The Aussie Conservative Blog supports the tenacious, principled, consistently conservative political activism of Cory Bernardi, along with his Australian Conservatives party.
And in his recent speech, Bernardi is more than correct: how can a nation continue to fund futile, globalist economic endeavours, while we are incapable of pulling our own finances into order? We hear politicians of both parties rehash the same clichés of ‘we are on track to achieve budget surplus in 5 years’, and yet every year, national debt worsens. Australia should cease superfluous foreign spending until our own financial accounts come back into balance. Although this would appear obvious, the major parties cannot take this hint, so we conservatives should be grateful that Australia has Bernardi to represent us in the Australian Senate.
Further, Bernardi makes striking points on welfare. Although some governmental assistance to the needy is important, Australia’s social welfare has grown out of control. As it is virtually impossible to pull people off benefits they already receive, additional expansions to welfare spending must be vehemently opposed.
Cory Bernardi recent speech to the Senate, September 11, 2017:
I have deep concerns about our ongoing commitments to organisations like the IMF and the United Nations, in particular where we are pledging what is effectively borrowed money to support the bailout of nations that can’t manage their own financial affairs. I don’t have that much confidence in the IMF as the arbiter of responsible financial management. If they were having a positive role in international affairs, you would expect that they would pre-empt and be able to forecast some of the crises that have captured the globe—for example, Greece, which was on a trajectory to bankruptcy for many decades. The problem we have right around the world is that the level of debt is far too high, because governments of all persuasions insist on giving people the impression that there can be a magic placement of cash that they don’t have to work for, that they can just receive, and everything will be all right. There is this perception of, ‘What’s in it for me?’

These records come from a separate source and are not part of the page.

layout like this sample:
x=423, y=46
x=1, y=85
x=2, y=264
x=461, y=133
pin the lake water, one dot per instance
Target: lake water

One of the great tragedies is that Australia is heading down the same path. About 50 per cent of the people in this country receive more in benefits than they pay in taxes. It operates such that the top 10 per cent of earners pay in the region of 40 or 50 per cent of the taxes, or even more. That’s simply not sustainable. Those on the other side of the chamber will say that they should be taxed more to provide more benefits. Well, that’s wrong. It is absolutely wrong. We need to get our own house in order before we can be better, more responsible contributors to the global economy, and pledging access to some billions of dollars for the IMF—about $8.6 billion, I understand, of money borrowed from Australian taxpayers—doesn’t seem very prudent to me. In fact, it’s less than prudent. It’s foolish; it’s inane.
First of all, we have obligations to repay the intergenerational debt that has been clocked up by those on both sides of the chamber in the past 10 years. That is expected to peak at $726 billion, but I can tell you now, that will not be the peak. The runaway debt in this country shows no signs of abatement at all, and I would lay London to a brick that the debt incurred in the last 10 years will not be repaid while any of the current members of this place are still here. We’ll all be long gone and leaving it to others to pay for the activities and the actions that successive governments have responded to. So, I’m opposed to the International Monetary Agreements Amendment (New Arrangements to Borrow) Bill 2017, because we are pledging borrowed money to give to an organisation that is unaccountable and unelected and that then gives the money to countries that have been unable to manage their finances. It’s imprudent; it’s illogical. There is a better way. So, I oppose this bill.